Knock on wood, I've only had two hard drives fail on me in nearly 30 years of PC computing, starting out with a '286 back in the early-mid nineties before anything more than 28.8 Kbps modems were a thing. If I recall correctly, that machine had a whopping 5MB hard drive. :)
I won't bother naming the brand that failed; it was that brand because until this past year, it was the ONLY brand of hard drive I bought. This year I gave WD a shot for a media drive with one of their super-size 5400RPM jobs that goes to sleep far too often. Seems reliable enough, but it rarely spins up 'cause who has time for videos when there is work a'waitin'?
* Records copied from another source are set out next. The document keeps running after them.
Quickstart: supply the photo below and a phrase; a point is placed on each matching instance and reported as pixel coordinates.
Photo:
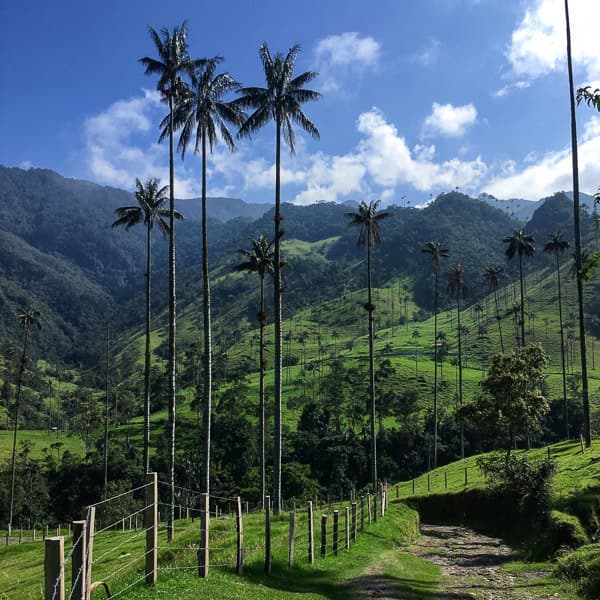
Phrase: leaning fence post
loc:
(91, 529)
(78, 561)
(267, 534)
(336, 530)
(292, 536)
(54, 556)
(347, 526)
(203, 551)
(362, 513)
(151, 523)
(323, 536)
(240, 536)
(311, 532)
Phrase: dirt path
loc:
(470, 564)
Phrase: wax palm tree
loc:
(557, 245)
(281, 101)
(203, 115)
(29, 319)
(436, 253)
(367, 219)
(456, 285)
(520, 244)
(492, 275)
(150, 210)
(260, 260)
(173, 61)
(594, 101)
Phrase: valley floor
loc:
(465, 565)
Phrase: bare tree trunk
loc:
(578, 260)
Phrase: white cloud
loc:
(430, 54)
(338, 57)
(538, 44)
(448, 120)
(553, 171)
(117, 149)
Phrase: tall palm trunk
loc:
(261, 389)
(578, 259)
(522, 302)
(498, 320)
(207, 328)
(462, 425)
(147, 354)
(172, 327)
(277, 319)
(370, 308)
(562, 350)
(13, 471)
(435, 409)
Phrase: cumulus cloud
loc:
(448, 120)
(430, 54)
(552, 172)
(538, 44)
(339, 57)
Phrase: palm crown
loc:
(282, 99)
(367, 219)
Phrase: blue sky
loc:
(417, 97)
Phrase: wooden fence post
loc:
(90, 532)
(151, 525)
(323, 536)
(267, 534)
(292, 537)
(203, 551)
(78, 561)
(54, 556)
(240, 536)
(362, 513)
(375, 506)
(347, 526)
(311, 539)
(336, 530)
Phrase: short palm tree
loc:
(367, 219)
(436, 253)
(260, 260)
(456, 285)
(150, 210)
(173, 61)
(557, 245)
(492, 276)
(520, 244)
(281, 101)
(203, 114)
(29, 319)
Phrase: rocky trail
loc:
(471, 567)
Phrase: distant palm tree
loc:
(587, 428)
(28, 319)
(173, 61)
(203, 114)
(260, 260)
(492, 276)
(367, 219)
(150, 210)
(436, 252)
(520, 244)
(456, 285)
(557, 245)
(281, 101)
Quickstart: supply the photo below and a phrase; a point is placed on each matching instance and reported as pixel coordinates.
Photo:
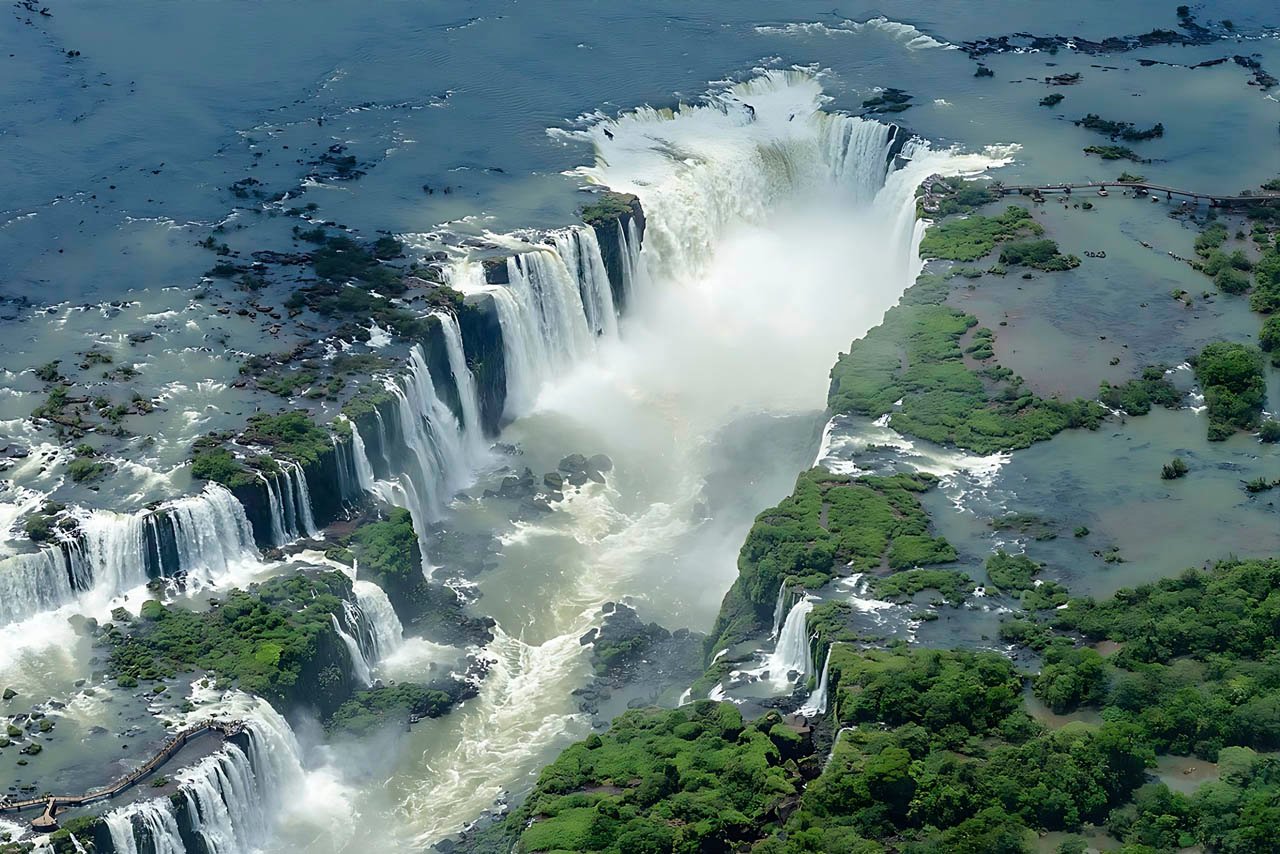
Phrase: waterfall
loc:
(380, 624)
(273, 499)
(780, 608)
(382, 441)
(341, 456)
(792, 651)
(634, 275)
(579, 250)
(557, 302)
(211, 534)
(145, 826)
(225, 811)
(32, 583)
(359, 665)
(472, 429)
(360, 457)
(817, 703)
(440, 451)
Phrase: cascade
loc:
(114, 548)
(273, 499)
(817, 703)
(211, 538)
(359, 663)
(792, 651)
(780, 610)
(634, 273)
(32, 583)
(380, 624)
(472, 429)
(147, 826)
(382, 441)
(211, 534)
(579, 250)
(360, 457)
(291, 503)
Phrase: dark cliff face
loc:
(608, 234)
(487, 356)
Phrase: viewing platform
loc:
(53, 804)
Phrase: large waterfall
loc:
(231, 797)
(211, 535)
(37, 581)
(382, 631)
(200, 538)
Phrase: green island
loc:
(946, 750)
(831, 524)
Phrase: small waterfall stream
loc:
(792, 652)
(817, 703)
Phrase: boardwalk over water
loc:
(172, 745)
(1142, 188)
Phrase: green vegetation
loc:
(1137, 396)
(915, 356)
(1114, 153)
(375, 708)
(1042, 255)
(85, 467)
(368, 398)
(275, 640)
(973, 237)
(1198, 666)
(288, 434)
(952, 584)
(219, 465)
(827, 524)
(1234, 387)
(1125, 131)
(608, 206)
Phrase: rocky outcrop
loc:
(483, 345)
(609, 233)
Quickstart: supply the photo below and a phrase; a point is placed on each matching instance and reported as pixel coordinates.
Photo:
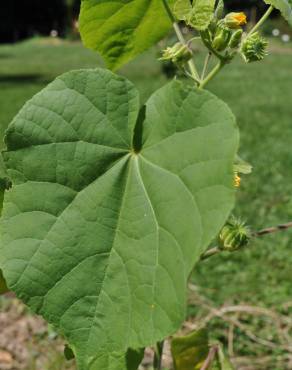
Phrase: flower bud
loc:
(235, 20)
(221, 39)
(235, 39)
(254, 48)
(178, 54)
(234, 235)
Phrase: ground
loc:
(260, 95)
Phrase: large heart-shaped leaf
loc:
(122, 29)
(285, 7)
(99, 236)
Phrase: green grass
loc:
(260, 95)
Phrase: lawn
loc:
(260, 95)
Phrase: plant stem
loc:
(209, 253)
(274, 229)
(181, 39)
(210, 358)
(212, 74)
(207, 60)
(157, 363)
(262, 20)
(269, 230)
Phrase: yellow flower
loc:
(235, 20)
(237, 180)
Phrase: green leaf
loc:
(285, 7)
(202, 14)
(122, 29)
(190, 352)
(98, 236)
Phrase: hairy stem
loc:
(191, 64)
(269, 230)
(157, 363)
(262, 20)
(212, 74)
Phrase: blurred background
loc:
(246, 297)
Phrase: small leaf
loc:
(98, 234)
(190, 352)
(122, 29)
(285, 7)
(202, 14)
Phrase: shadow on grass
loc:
(23, 79)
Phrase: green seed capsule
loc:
(234, 235)
(235, 39)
I'm hard on the drives, too, constantly pounding on them with builds and databases. The most abused were the ones in my media capture systems just before Y2K, and even THOSE drives lasted 2-3 times longer than their warranty period before I tossed them because they were too small to bother re-installing in the latest box.
But I do one thing that most people don't: I leave my computers running 24/7, and disable "sleep mode" on my spinning rust when I can. It is the start and stop friction that wears out bearings and causes drive failures; enterprise drives never shut down and don't fail nearly as often, despite the fact that there is really no major difference between most "enterprise" drives and most consumer drives save for the controller board and the warranty on it.